Murder Among Thieves (C.I.D Room Book 3)

Home > Other > Murder Among Thieves (C.I.D Room Book 3) > Page 7
Murder Among Thieves (C.I.D Room Book 3) Page 7

by Roderic Jeffries


  They went through to the manager’s office. The assistant manager sat down behind the large desk, rested his elbows on the desk, joined the tips of his fingers together, and spoke in a voice in which condescension battled with self-satisfaction. “You’re interested in the bank account of Mr. Fish? Not one of our larger accounts.”

  Rowan’s mouth twisted more than usual. Did this pimp think his own middle name was Rockefeller?

  “I’ve had prepared photostat copies of his account over the past year. You’ll no doubt note that the largest credit paid in is for twenty-five pounds.”

  Rowan took the three sheets and briefly scanned them. There was clearly no sign here of any large payment of money for information. “Has his wife an account with you?”
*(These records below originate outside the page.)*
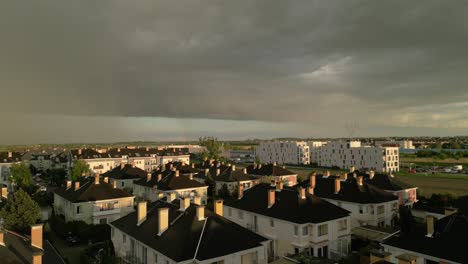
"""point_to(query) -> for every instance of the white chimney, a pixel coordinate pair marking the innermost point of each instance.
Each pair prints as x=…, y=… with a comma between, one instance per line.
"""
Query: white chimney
x=240, y=190
x=197, y=200
x=218, y=206
x=337, y=186
x=302, y=193
x=271, y=197
x=430, y=225
x=184, y=203
x=141, y=212
x=163, y=220
x=200, y=213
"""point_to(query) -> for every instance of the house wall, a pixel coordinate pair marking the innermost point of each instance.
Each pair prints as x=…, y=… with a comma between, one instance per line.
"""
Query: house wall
x=287, y=152
x=122, y=247
x=284, y=239
x=89, y=212
x=232, y=186
x=367, y=214
x=152, y=194
x=346, y=154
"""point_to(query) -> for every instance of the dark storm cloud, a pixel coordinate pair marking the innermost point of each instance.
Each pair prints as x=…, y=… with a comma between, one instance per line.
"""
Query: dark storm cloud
x=312, y=61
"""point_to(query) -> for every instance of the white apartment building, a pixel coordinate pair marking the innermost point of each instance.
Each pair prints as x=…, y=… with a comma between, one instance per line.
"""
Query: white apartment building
x=284, y=152
x=181, y=232
x=403, y=144
x=94, y=202
x=170, y=183
x=294, y=220
x=6, y=160
x=384, y=158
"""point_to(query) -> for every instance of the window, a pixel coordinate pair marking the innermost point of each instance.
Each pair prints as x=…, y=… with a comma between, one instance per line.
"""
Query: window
x=323, y=230
x=381, y=209
x=343, y=224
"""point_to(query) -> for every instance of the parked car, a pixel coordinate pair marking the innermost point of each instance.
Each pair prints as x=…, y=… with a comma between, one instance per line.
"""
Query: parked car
x=72, y=240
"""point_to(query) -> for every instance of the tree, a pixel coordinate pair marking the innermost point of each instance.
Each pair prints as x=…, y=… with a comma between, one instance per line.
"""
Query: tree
x=56, y=176
x=20, y=174
x=79, y=167
x=20, y=211
x=213, y=147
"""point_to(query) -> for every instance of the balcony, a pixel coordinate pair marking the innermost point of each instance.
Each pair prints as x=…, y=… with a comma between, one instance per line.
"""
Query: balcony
x=100, y=211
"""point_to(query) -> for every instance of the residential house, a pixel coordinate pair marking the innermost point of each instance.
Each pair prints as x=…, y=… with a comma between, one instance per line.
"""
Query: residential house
x=441, y=241
x=125, y=175
x=174, y=155
x=94, y=202
x=294, y=219
x=279, y=173
x=180, y=232
x=18, y=248
x=169, y=182
x=406, y=193
x=284, y=152
x=6, y=160
x=230, y=178
x=368, y=204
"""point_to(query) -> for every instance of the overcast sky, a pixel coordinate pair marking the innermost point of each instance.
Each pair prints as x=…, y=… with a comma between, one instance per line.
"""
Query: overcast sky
x=103, y=71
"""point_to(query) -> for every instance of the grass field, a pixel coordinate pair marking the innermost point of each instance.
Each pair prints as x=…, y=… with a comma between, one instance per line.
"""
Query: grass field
x=441, y=183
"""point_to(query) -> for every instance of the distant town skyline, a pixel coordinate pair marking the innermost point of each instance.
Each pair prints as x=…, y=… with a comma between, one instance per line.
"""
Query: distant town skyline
x=112, y=71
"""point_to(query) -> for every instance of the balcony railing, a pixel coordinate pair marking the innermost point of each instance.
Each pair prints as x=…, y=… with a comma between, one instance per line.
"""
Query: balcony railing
x=98, y=211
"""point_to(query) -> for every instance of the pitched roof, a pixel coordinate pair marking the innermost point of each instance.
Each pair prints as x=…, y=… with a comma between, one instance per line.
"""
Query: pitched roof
x=89, y=191
x=288, y=206
x=268, y=170
x=169, y=181
x=448, y=242
x=187, y=238
x=9, y=157
x=350, y=191
x=127, y=172
x=386, y=182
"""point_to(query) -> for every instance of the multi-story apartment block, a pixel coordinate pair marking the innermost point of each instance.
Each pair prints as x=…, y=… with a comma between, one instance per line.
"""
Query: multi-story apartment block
x=368, y=204
x=94, y=202
x=278, y=173
x=441, y=241
x=294, y=219
x=170, y=183
x=231, y=178
x=406, y=193
x=284, y=152
x=6, y=160
x=384, y=158
x=180, y=232
x=403, y=144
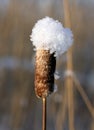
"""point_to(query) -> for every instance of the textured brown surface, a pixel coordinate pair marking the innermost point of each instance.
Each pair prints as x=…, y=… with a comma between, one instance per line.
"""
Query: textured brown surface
x=44, y=73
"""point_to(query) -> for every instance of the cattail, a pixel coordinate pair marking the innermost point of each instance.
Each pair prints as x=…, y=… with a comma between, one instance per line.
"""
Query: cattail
x=50, y=39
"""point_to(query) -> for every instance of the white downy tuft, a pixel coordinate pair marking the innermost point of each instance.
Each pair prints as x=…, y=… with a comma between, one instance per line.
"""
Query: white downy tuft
x=49, y=34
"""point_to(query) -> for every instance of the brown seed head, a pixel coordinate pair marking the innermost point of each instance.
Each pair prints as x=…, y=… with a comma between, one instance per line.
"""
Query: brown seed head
x=44, y=73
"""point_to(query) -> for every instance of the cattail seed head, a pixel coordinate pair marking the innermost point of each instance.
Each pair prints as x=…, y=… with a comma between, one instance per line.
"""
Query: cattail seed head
x=50, y=40
x=44, y=73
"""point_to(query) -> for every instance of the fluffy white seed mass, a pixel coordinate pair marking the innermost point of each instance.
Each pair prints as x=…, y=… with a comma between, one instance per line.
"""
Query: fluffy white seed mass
x=49, y=34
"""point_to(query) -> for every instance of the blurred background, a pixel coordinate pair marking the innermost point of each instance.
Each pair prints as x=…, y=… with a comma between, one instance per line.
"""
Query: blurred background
x=19, y=107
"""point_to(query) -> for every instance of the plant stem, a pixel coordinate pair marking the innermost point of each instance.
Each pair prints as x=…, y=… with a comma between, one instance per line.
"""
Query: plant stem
x=44, y=114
  “No other member of the family has.”

  “Has he any deposits of securities or other valuables?”

  “No, nothing, Inspector.”

  “Constable,” retorted Rowan sourly.

  “Well, well, I’m sure it’s only a question of time before promotion overtakes you.” The assistant manager giggled.
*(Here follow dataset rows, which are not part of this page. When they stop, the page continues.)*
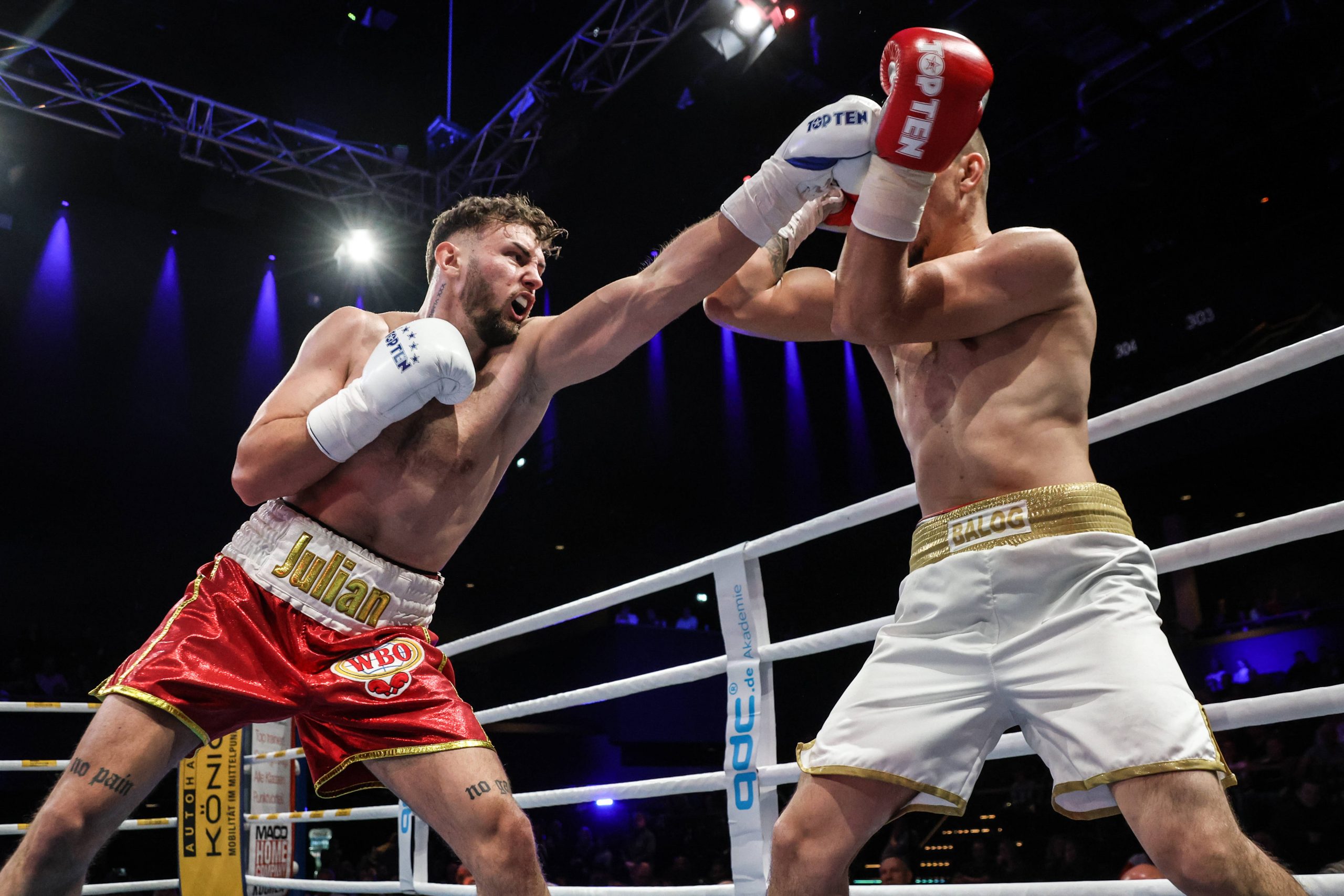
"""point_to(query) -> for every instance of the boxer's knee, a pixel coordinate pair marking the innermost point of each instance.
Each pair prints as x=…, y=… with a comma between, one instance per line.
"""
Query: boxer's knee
x=58, y=846
x=802, y=849
x=505, y=847
x=1199, y=867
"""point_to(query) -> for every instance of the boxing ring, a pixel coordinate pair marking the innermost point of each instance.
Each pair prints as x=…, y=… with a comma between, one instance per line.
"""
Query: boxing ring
x=752, y=774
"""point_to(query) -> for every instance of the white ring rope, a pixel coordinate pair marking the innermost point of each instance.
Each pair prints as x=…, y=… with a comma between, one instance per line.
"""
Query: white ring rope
x=1269, y=710
x=131, y=824
x=1170, y=404
x=1209, y=549
x=1314, y=884
x=39, y=705
x=131, y=887
x=1222, y=716
x=359, y=813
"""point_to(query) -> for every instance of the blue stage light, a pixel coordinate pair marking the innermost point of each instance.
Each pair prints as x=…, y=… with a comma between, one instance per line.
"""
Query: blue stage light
x=264, y=363
x=51, y=294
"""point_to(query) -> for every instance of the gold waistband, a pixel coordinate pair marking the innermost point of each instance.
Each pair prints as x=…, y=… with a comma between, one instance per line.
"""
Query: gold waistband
x=1018, y=518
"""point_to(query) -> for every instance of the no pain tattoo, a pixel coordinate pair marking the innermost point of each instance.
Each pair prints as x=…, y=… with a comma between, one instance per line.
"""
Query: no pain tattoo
x=483, y=787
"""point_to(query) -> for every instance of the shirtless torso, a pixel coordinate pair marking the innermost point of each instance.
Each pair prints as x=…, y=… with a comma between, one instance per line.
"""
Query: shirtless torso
x=988, y=375
x=417, y=491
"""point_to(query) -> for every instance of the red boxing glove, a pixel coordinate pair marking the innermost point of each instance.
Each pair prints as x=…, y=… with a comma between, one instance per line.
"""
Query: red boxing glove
x=937, y=83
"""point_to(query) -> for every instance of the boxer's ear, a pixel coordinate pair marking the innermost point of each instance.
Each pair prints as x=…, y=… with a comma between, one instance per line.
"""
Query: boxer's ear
x=448, y=257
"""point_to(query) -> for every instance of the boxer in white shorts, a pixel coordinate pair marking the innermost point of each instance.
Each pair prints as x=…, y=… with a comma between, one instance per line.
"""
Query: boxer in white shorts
x=1030, y=601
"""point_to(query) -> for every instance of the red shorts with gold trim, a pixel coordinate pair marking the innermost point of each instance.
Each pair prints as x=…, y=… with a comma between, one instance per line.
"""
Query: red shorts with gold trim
x=232, y=653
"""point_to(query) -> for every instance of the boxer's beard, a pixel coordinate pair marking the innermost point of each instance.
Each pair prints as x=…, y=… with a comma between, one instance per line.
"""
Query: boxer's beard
x=479, y=303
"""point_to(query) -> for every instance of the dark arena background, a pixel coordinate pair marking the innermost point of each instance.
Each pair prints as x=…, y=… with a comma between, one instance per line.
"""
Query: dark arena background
x=156, y=285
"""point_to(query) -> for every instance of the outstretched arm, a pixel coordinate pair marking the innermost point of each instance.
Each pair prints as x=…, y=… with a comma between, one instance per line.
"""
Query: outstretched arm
x=797, y=308
x=604, y=328
x=597, y=333
x=879, y=300
x=762, y=300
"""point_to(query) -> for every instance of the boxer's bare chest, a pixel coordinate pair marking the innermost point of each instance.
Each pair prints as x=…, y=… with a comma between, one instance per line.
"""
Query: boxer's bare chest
x=418, y=488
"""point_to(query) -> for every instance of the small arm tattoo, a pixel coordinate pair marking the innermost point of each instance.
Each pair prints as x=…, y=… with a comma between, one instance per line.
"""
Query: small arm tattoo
x=779, y=250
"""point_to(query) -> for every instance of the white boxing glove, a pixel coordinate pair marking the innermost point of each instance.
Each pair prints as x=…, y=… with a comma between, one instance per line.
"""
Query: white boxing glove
x=423, y=361
x=803, y=167
x=848, y=175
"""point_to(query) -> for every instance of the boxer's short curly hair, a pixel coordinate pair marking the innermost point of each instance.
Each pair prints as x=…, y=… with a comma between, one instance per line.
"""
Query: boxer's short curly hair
x=476, y=213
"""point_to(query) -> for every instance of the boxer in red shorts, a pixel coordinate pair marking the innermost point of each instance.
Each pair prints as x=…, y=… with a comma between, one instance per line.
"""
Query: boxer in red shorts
x=371, y=461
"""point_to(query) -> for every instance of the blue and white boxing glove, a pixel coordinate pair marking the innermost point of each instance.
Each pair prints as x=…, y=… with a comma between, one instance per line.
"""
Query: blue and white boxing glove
x=803, y=167
x=418, y=362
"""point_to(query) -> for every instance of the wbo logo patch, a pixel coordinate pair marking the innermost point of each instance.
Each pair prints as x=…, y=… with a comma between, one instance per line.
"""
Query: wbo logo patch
x=385, y=671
  Rowan folded up the photostat copies and put them in his docket. “I’ll give you a receipt.”

  “Don’t bother.”

  “Regulations.” Rowan wrote out the receipt and left, escorted to the side door by the ever-loquacious, ever self-satisfied assistant manager.
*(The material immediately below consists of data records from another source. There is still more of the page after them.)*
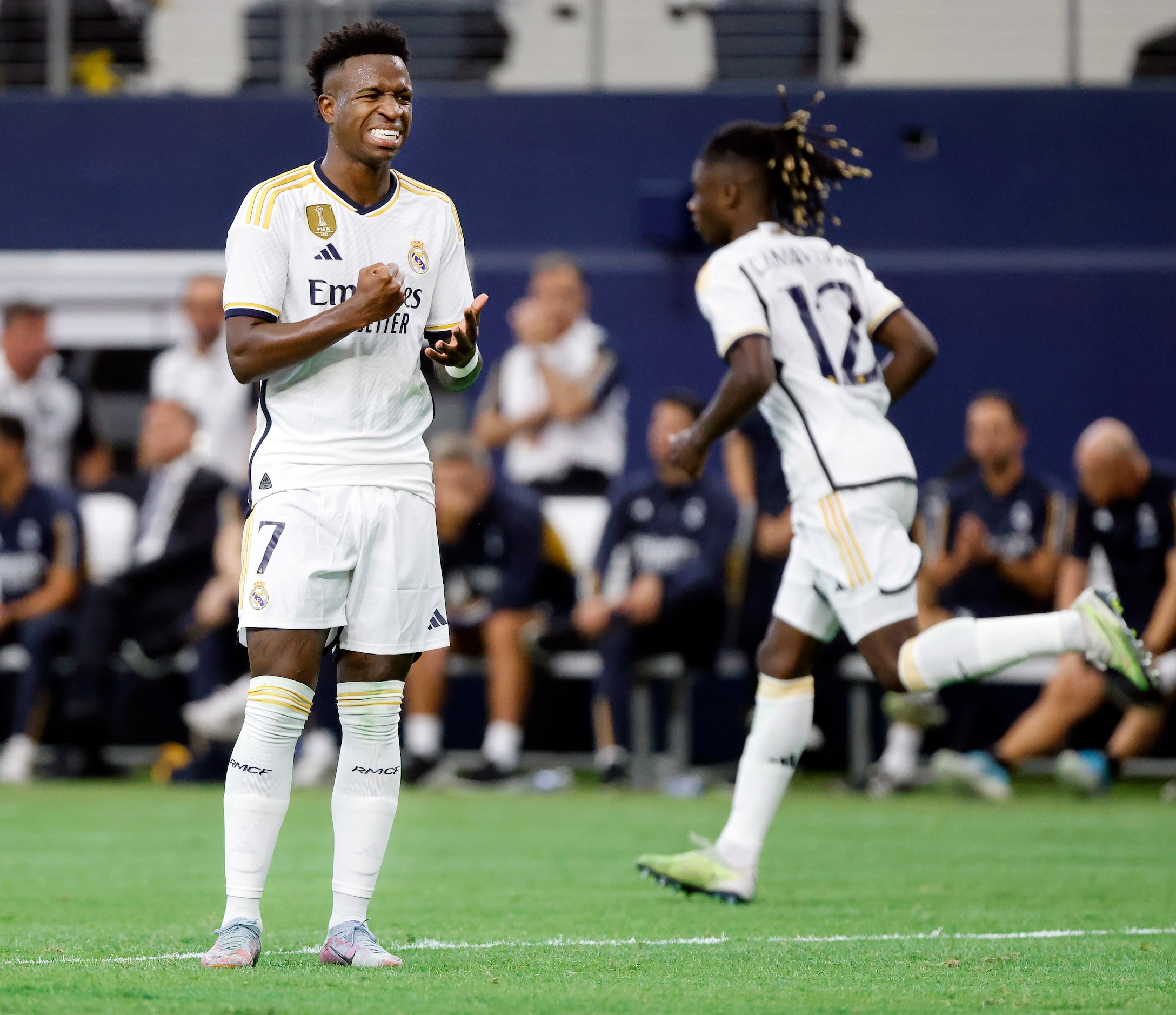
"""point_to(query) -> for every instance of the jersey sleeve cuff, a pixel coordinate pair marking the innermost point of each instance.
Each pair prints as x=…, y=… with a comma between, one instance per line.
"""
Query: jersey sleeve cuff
x=252, y=311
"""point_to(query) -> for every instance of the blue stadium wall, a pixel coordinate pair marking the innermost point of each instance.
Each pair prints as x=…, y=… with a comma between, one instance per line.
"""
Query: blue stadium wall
x=1039, y=241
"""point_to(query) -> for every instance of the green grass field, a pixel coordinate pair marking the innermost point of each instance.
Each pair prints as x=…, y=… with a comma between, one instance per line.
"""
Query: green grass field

  Back on the pavement, Rowan stood for a moment in the hot sunshine. He had now checked at the two banks on the accounts of Fish and Blether and neither account showed any payment in of any sum of money over twenty-five pounds: he had spoken to the man at the post office and Young had a savings account but that also had only recorded small sums. There remained the trustee savings bank.

  Heather was modelling at this very moment. A month ago, he’d demanded she stop work and she’d laughed in his face. Who was going to pay to keep their standard of living as high as it was if she didn’t earn some money? But how in God’s name was she earning it?

  *

  Welland was a large, cheerful man, with an amiably boisterous manner that sometimes led people into believing he was a bit of a mutt, an impression heightened by his somewhat lopsided face. In fact, although he was not particularly clever, he did have a fund of common-sense. If he lacked anything, it was enough realistic ambition to make him realise that life could not always be so happy and easy as it had been for him since his marriage: he was a man who would never fulfil his potential.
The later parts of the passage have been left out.